Un autre point concerne l’attractivité du pays, qui dispose de nombreux atouts comme sa stabilité politique et économique, sa communauté très internationale… Mais c’est aussi un pays où les coûts sont élevés, que ce soit pour embaucher quelqu’un, pour qu’il puisse se loger et vivre décemment. Des pays voisins ont mis en place des mesures fiscales, pour inciter les investisseurs à soutenir l’économie locale ou permettre aux startups d’utiliser le système des stock-options pour une partie de la rémunération. Le gouvernement est conscient de ces enjeux et y travaille. Mais il est important de prendre des mesures parce que les talents ne viendront pas au Luxembourg pour son climat. Assurer la compétitivité du pays reste un enjeu de taille.

 

Autour d’un verre

QU’EST-CE QUE VOUS PRENEZ À BOIRE ?

Je prendrai un picon bière.

AVEC QUI AIMERIEZ-VOUS PARTAGER UN VERRE ?

Je suis un grand amateur d’échecs. J’aimerais beaucoup rencontrer Magnus Carlsen, le numéro 1 mondial de la discipline. Nous avons le même âge et ce serait sympa de discuter quelques minutes ensemble, de son expérience, de son vécu.

VOTRE TRUC POUR DÉCOMPRESSER EN FIN DE SEMAINE ?
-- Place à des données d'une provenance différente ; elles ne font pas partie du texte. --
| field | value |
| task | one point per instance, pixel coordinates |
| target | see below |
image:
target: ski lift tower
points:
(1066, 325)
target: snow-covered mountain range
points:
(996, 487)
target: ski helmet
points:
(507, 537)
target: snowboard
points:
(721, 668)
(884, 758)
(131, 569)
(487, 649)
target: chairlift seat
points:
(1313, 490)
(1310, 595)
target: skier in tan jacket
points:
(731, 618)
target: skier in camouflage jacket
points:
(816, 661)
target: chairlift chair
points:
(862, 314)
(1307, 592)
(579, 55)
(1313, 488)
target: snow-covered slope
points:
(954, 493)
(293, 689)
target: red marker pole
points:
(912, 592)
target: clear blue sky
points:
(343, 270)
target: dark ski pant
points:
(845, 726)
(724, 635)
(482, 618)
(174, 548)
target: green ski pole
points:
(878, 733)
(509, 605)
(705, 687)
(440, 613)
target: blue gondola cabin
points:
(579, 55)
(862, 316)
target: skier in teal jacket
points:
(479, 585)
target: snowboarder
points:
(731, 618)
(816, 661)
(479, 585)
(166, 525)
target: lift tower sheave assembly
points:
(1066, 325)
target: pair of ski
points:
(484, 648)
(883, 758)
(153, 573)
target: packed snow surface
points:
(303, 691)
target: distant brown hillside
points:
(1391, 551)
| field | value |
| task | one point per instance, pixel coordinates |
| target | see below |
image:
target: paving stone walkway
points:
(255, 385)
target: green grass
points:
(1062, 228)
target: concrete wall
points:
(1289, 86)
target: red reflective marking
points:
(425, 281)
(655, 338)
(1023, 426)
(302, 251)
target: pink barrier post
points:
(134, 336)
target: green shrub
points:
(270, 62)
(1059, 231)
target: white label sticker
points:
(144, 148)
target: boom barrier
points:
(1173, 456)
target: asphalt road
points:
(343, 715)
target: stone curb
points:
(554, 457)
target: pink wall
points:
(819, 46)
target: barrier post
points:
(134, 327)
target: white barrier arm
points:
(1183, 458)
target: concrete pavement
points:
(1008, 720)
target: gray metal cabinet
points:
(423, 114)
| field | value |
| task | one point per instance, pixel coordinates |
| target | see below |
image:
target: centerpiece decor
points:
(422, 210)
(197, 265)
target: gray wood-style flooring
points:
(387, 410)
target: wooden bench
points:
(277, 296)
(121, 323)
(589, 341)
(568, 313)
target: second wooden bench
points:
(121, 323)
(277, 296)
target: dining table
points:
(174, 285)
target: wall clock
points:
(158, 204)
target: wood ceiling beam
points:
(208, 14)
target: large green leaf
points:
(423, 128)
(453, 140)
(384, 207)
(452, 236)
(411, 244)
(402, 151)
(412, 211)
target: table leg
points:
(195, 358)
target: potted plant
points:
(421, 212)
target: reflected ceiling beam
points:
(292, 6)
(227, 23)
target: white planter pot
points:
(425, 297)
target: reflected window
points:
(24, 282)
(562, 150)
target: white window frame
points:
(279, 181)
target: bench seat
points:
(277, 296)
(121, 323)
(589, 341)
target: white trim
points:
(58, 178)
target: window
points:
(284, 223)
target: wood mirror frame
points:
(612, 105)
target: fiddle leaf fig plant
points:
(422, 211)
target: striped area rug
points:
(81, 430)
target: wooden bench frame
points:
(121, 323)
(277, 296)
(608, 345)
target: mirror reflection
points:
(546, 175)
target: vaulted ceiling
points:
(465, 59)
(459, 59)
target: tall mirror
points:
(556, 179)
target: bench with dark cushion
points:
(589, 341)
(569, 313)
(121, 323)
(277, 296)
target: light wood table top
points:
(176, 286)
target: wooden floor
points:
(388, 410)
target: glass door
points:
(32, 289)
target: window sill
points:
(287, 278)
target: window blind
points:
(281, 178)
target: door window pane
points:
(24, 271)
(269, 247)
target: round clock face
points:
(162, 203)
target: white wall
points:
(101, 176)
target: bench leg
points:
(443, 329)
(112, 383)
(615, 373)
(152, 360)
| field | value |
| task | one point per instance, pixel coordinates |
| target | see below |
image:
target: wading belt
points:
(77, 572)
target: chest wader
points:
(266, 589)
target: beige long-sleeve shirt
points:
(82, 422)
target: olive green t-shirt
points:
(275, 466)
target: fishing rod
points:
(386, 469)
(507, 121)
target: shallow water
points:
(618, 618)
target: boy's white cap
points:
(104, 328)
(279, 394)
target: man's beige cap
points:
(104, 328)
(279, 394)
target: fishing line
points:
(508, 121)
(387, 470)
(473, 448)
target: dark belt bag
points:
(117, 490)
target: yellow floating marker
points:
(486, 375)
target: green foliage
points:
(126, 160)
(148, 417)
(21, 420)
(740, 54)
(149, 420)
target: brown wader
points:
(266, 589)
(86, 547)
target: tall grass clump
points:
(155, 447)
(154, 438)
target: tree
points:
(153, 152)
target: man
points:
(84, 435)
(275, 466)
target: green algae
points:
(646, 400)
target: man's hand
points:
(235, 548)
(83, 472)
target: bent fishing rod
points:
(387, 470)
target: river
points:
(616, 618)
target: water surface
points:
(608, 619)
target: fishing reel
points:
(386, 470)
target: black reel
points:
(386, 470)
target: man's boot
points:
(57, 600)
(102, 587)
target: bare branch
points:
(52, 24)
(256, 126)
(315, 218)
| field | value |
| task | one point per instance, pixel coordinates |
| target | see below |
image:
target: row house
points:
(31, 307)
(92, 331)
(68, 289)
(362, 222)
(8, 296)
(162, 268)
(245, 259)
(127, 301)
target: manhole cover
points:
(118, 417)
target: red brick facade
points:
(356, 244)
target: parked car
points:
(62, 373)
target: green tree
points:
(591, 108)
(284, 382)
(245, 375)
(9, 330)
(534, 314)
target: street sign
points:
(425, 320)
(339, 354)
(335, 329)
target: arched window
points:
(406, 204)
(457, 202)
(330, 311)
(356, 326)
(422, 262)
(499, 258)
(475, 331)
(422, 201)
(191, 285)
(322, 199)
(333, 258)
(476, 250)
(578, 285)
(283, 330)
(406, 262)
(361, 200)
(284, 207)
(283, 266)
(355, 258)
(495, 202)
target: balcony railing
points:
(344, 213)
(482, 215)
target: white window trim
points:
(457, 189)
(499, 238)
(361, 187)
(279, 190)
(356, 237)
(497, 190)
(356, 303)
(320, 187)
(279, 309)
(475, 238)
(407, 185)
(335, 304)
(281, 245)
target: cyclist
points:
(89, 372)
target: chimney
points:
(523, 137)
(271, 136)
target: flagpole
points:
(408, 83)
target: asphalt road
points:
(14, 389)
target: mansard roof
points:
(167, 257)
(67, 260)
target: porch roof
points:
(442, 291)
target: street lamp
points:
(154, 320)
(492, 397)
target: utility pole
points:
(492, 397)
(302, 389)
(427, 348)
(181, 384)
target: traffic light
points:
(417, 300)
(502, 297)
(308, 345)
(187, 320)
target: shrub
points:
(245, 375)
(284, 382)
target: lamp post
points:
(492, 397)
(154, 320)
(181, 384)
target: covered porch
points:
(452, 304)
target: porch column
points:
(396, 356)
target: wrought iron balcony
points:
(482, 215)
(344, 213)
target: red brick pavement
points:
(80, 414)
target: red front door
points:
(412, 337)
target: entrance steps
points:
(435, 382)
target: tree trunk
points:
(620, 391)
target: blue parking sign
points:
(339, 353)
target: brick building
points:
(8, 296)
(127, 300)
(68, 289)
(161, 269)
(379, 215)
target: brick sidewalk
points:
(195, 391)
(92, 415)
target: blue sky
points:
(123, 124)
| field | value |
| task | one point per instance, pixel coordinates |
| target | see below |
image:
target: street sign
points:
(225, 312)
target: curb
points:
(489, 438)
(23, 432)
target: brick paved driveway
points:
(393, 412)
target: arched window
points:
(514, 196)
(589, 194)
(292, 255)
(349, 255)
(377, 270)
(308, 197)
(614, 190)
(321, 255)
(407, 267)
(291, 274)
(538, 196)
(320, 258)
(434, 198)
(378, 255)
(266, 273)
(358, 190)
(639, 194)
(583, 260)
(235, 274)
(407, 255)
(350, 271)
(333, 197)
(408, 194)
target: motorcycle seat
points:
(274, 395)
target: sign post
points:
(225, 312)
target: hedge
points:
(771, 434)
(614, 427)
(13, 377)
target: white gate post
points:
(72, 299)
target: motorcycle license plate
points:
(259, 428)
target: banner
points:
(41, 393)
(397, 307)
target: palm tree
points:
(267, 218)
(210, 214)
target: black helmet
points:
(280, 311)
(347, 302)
J’ai deux grandes passions. Les échecs, dont je viens de parler. Je fais partie de l’équipe nationale luxembourgeoise et cette discipline me permets de m’évader du quotidien, de me décontracter. Je suis également arbitre de handball au niveau international. J’aime la compétition, me donner à fond dans ce que je fais.

UNE DESTINATION POUR SOUFFLER ?

Avec mon épouse, nous adorons nous rendre en Asie. Nous organisons nous-mêmes nos voyages, en essayant de vivre au plus près des populations locales. Un changement de culture qui permet d’élargir nos horizons.